There's a live preview panel for exactly this reasons.

Lots of people read these forums, and many of them will simply skip over a post that is difficult to read, because it's just too large an investment of their time to try and follow a wall of badly formatted text.
If your goal is to get an answer to your questions, it's in your interest to make it as easy to read and understand as possible.
Please update your post.

PUT _ingest/pipeline/attachment            
      {
      "description" : "Extract attachment information from arrays",
      "processors" : [
        {
         "foreach": {
           "field": "attachments",
           "processor": {
             "attachment": {
               "target_field": "_ingest._value.attachment",
               "field": "_ingest._value.data"
       }
     }
   }
  }
 ]
}

 PUT company/employee/my_id?pipeline=attachment
 { 
  "filename":"test.txt",
  "data":"dGVzdCBvbmUgZmlsZQ=="
 },
{
  "filename":"test1.txt",
  "data":"IkhlbGxvIFdvcmxkIg=="
},
{
  "filename":"test2.txt",
  "data":"dGVzdDNmaWxlIHF3ZXJ0eQ==" 
},
{
  "filename":"test3.txt",
  "data":"dGVzdA0KdGVzdDQNCnRlc3Q0NA0KdGVzdDQ0NA=="
   }
  ]  
 }
 GET company/employee/_search 
{ 
 "query": { "match_phrase": {"attachments.attachment.content": "hello world"}
 }
}

O/P

{
  "took": 7,
  "timed_out": false,
  "_shards": {
    "total": 5,
    "successful": 5,
    "skipped": 0,
    "failed": 0
  },
  "hits": {
    "total": 1,
    "max_score": 0.5753642,
    "hits": [
      {
        "_index": "company",
        "_type": "employee",
        "_id": "my_id",
        "_score": 0.5753642,
        "_source": {
          "attachments": [
            {
              "filename": "test.txt",
              "data": "dGVzdCBvbmUgZmlsZQ==",
              "attachment": {
                "content_type": "text/plain; charset=ISO-8859-1",
                "language": "et",
                "content": "test one file",
                "content_length": 14
              }
            },
            {
              "filename": "test1.txt",
              "data": "IkhlbGxvIFdvcmxkIg==",
              "attachment": {
                "content_type": "text/plain; charset=ISO-8859-1",
                "language": "it",
                "content": """"Hello World"""",
                "content_length": 14
              }
            },
            {
              "filename": "test2.txt",
              "data": "dGVzdDNmaWxlIHF3ZXJ0eQ==",
              "attachment": {
                "content_type": "text/plain; charset=ISO-8859-1",
                "language": "et",
                "content": "test3file qwerty",
                "content_length": 17
              }
            },
            {
              "filename": "test3.txt",
              "data": "dGVzdA0KdGVzdDQNCnRlc3Q0NA0KdGVzdDQ0NA==",
              "attachment": {
                "content_type": "text/plain; charset=windows-1252",
                "language": "et",
                "content": """
test
test4
test44
test444
""",
                "content_length": 29
              }
            }
          ]
        }
      }
    ]
  }
}

it's very tough to paste the code in </> fields, so I've pasted the output in Blockquote column.

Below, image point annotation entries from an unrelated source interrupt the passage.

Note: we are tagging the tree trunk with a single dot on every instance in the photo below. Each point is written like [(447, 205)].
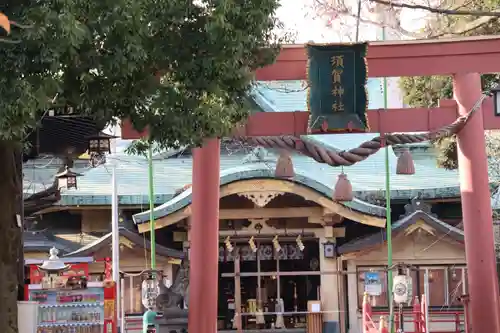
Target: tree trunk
[(11, 247)]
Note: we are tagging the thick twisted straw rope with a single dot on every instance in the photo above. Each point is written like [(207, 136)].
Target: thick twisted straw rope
[(346, 158)]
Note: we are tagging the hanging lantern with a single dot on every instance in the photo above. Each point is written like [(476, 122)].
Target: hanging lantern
[(150, 288), (343, 189), (67, 179), (284, 166), (228, 244), (405, 164), (495, 92), (100, 143), (251, 242)]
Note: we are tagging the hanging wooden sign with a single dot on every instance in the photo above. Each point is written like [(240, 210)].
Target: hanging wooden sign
[(337, 97)]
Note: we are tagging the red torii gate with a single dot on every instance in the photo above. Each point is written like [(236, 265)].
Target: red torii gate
[(463, 58)]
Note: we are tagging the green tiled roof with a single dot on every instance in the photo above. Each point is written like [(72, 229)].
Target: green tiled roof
[(170, 174)]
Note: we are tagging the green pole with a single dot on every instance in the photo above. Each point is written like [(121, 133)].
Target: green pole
[(388, 216), (151, 206)]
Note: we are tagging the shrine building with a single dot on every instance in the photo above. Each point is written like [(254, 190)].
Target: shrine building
[(283, 242)]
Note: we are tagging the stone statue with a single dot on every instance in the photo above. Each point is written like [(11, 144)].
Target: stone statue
[(173, 297), (169, 302)]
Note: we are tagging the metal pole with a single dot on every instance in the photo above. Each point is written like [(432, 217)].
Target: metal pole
[(115, 234), (388, 216), (151, 206)]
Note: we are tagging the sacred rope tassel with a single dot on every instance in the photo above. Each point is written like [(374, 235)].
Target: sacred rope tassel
[(284, 166), (343, 189), (405, 164)]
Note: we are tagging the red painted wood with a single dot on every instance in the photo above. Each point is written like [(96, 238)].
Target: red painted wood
[(204, 239), (408, 58), (476, 210), (404, 58)]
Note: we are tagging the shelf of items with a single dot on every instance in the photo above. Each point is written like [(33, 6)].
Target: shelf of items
[(70, 311)]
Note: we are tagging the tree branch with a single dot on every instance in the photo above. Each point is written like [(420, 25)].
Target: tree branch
[(438, 10)]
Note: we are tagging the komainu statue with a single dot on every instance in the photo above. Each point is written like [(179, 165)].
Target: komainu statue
[(170, 302)]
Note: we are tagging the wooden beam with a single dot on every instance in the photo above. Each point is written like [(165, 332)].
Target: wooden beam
[(335, 232), (402, 58), (241, 213), (380, 120)]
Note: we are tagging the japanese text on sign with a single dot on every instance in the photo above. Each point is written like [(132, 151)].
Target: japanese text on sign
[(338, 89)]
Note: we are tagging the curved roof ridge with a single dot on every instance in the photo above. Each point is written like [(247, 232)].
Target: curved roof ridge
[(259, 171), (415, 211)]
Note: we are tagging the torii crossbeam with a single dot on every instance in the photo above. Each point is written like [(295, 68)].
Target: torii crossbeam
[(464, 59)]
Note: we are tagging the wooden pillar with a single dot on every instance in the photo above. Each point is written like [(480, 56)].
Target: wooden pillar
[(204, 247), (476, 209), (237, 294)]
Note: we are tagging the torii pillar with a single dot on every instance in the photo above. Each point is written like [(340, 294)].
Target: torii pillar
[(476, 209), (204, 239)]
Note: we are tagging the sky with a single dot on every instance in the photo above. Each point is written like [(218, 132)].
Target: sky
[(298, 15)]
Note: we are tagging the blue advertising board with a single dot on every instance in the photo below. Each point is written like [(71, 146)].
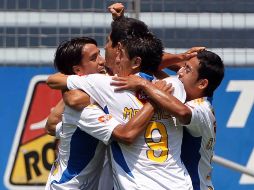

I'm trying to query particular content called "Hello World" and the expected output should give file information and it's metadata.

          "filename": "test1.txt",
          "data": "IkhlbGxvIFdvcmxkIg==",
          "attachment": {
            "content_type": "text/plain; charset=ISO-8859-1",
            "language": "it",
            "content": """"Hello World"""",
            "content_length": 14

.
but when i perform this query
GET company/employee/_search
{
"query": { "match_phrase": {"attachments.attachment.content": "hello world"}
}
}

I'm seeing the metadata of all the files which I've indexed, which i was not expecting.

You indexed one single document for all attachments.

One part of the document matches, which means that the whole document matches.
That's why you are seeing everything.

My advice is to create one document per attachment instead.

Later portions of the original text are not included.